Entregue ao inglês Gareth Edwards, cuja estreia notada com Monsters/Zona Interdita (2010) situava a reverência pelos filmes de monstros clássicos num mundo reconhecivelmente quotidiano, Godzilla ejecta por completo o humor piadético que parece ser de rigor no moderno blockbuster para perseguir a seriedade da dimensão metafórica deste monstro de uma outra era, originalmente acordado pelo poder nuclear desencadeado pelo homem. Quem esperar de Godzilla a proverbial porrada de matar bicho entre monstros gigantes não sairá desiludido, mas será certamente surpreendido pelo subtexto apocalíptico de uma civilização tecnológica confrontada com poderes telúricos contra os quais não tem defesa - estamos longe da série B popular da Batalha do Pacífico de Guillermo del Toro, por exemplo. O Godzilla de Edwards responde às instabilidades contemporâneas, evoca ao mesmo tempo Fukushima e o tsunami de 2004 no Oceano Índico, as alterações climatéricas e os acidentes industriais com uma naturalidade quase ostensiva. No momento em que o Cosmos de Neil de Grasse Tyson nos fala do nosso lugar no universo, o filme questiona como pode a natureza reagir à arrogância do ser humano, e fá-lo de modo muito menos descartável do que é costume nos “filmes pipoca”.
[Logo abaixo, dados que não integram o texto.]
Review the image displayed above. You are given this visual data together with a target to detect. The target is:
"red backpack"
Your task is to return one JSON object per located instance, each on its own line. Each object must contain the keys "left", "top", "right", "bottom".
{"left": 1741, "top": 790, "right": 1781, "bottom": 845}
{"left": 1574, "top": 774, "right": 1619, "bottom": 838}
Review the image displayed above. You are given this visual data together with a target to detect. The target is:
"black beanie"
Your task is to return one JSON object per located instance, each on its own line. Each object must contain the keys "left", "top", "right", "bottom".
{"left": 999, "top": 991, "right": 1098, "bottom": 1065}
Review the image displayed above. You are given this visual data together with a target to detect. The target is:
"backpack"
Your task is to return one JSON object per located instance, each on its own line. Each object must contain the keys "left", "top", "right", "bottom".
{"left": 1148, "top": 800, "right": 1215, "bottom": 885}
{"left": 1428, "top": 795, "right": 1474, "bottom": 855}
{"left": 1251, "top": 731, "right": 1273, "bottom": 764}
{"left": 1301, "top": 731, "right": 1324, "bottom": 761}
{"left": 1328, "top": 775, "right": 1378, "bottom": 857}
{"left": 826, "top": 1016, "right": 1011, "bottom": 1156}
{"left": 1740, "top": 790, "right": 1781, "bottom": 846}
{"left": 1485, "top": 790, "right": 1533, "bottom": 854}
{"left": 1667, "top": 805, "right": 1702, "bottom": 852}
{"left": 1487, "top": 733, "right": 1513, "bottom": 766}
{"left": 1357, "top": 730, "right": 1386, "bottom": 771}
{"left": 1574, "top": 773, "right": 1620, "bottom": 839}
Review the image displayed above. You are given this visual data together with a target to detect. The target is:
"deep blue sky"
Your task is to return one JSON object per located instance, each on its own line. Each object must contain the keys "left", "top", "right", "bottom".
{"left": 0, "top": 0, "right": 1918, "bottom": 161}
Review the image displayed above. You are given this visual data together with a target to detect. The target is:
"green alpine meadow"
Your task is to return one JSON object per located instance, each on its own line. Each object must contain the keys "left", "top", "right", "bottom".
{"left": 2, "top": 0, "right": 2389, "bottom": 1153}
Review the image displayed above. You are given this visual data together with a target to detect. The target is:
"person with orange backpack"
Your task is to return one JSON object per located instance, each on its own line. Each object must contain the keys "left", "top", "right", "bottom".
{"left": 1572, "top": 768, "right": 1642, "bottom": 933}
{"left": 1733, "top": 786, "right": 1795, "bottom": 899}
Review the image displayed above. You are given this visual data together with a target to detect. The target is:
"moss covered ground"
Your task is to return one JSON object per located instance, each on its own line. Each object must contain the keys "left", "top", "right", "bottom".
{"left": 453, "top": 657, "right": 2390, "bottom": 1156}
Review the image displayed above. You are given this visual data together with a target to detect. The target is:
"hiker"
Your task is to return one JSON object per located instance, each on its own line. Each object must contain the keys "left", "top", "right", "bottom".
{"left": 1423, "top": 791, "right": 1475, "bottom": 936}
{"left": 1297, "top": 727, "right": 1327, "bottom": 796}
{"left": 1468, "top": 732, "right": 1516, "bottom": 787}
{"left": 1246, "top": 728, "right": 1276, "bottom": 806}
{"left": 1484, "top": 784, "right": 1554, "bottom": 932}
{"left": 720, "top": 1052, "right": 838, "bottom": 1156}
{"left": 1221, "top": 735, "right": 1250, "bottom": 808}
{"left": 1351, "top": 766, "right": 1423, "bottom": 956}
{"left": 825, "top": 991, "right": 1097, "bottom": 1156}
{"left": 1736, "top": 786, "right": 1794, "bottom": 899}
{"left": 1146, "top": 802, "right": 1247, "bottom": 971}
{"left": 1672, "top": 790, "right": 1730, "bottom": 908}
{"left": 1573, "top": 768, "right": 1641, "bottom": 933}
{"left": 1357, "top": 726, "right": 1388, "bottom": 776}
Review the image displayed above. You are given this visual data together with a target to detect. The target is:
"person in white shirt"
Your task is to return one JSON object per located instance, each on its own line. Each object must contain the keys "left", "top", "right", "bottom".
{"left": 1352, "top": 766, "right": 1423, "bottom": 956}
Nos seus melhores momentos, Godzilla recria o terror existencial, quase incompreensível, que Spielberg aperfeiçoou na primeira meia-hora da sua Guerra dos Mundos. Fá-lo, sempre, do ponto de vista das personagens humanas - que, infelizmente, têm uma total ausência de espessura. O “herói” Aaron Taylor-Johnson é perfeitamente letárgico, é criminoso ter Elizabeth Olsen, Sally Hawkins e Juliette Binoche sem lhes dar nada para fazer. É por aí que esta Godzilla resolutamente “à moda antiga” (mais Spielberg via Abrams do que Joss Whedon) perde pontos - por aí e por um 3D desnecessário. Mas a força e a grandiosidade das imagens que Gareth Edwards cria e a inteligente gestão do ritmo do filme (recusando a mera demonstração tecnológica a torto e a direito) chegam para confirmar que há mais cabeça em Godzilla do que na actual linha de montagem de super-heróis que parece ter sufocado o cinema mainstream americano.